How many hours per day does your daughter spend on Facebook? Instagram? Snapchat?
A new study by BioMed Central has revealed that the use of social media impacts the well-being of girls much more than boys, with the well-being of those aged ten and over deteriorating in particular.
The study uses data gathered from youth questionnaires carried out over ten to fifteen years in the UK. Social media interaction is determined by two main questions: “Do you belong to a social website such as Bebo, Facebook or MySpace?” and “How many hours do you spend chatting or interacting with friends through a social website like that on a normal school day?” Well-being, on the other hand, is measured in relation to happiness concerning six domains of life: friends, family, appearance, school, school work and life as a whole.

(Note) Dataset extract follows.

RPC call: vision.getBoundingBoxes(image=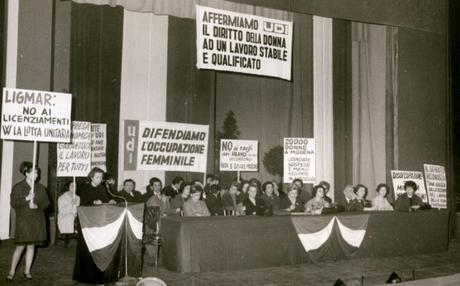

We’ve summarised the confronting results for you below:
- Black African/Caribbean adolescents have better well-being at age 10 compared to White British adolescents
- Both Asian males and females show a greater increase in happiness with age when compared to their White British counterparts
- Overall, social media interaction increases with age and decreases happiness with age for both males and females
- For females in particular, well-being deteriorates with greater use of social media at age 10 and this trend is sustained throughout their teenage years
The study discusses possible reasons to explain the findings above:
Asian and Black African/Caribbean adolescents chat less on social media compared to their White British counterparts.
Adolescents from households with lower education or income levels tend to interact more on social media.
Males prefer to game instead of interacting on social media.
These results are striking, especially in their similarity to the social media environment in Australia.
Reasons for this link between social media and wellbeing is also examined: the paper claims that use of social media naturally produces ‘risk factors’ such as social isolation, low self-esteem, increased obesity and decreased physical exercise.
Perhaps the greatest consequence can be summarised using the slang term FOMO: fear of missing out.
The paper states, “While social media allows for interaction between people, it is still a sedentary activity that can be done in a solitary environment. Conversely, social media are often used in group settings. Whether done in isolation or with friends, there may be risks to using social media, which could lead to poorer physical and mental health in adulthood.”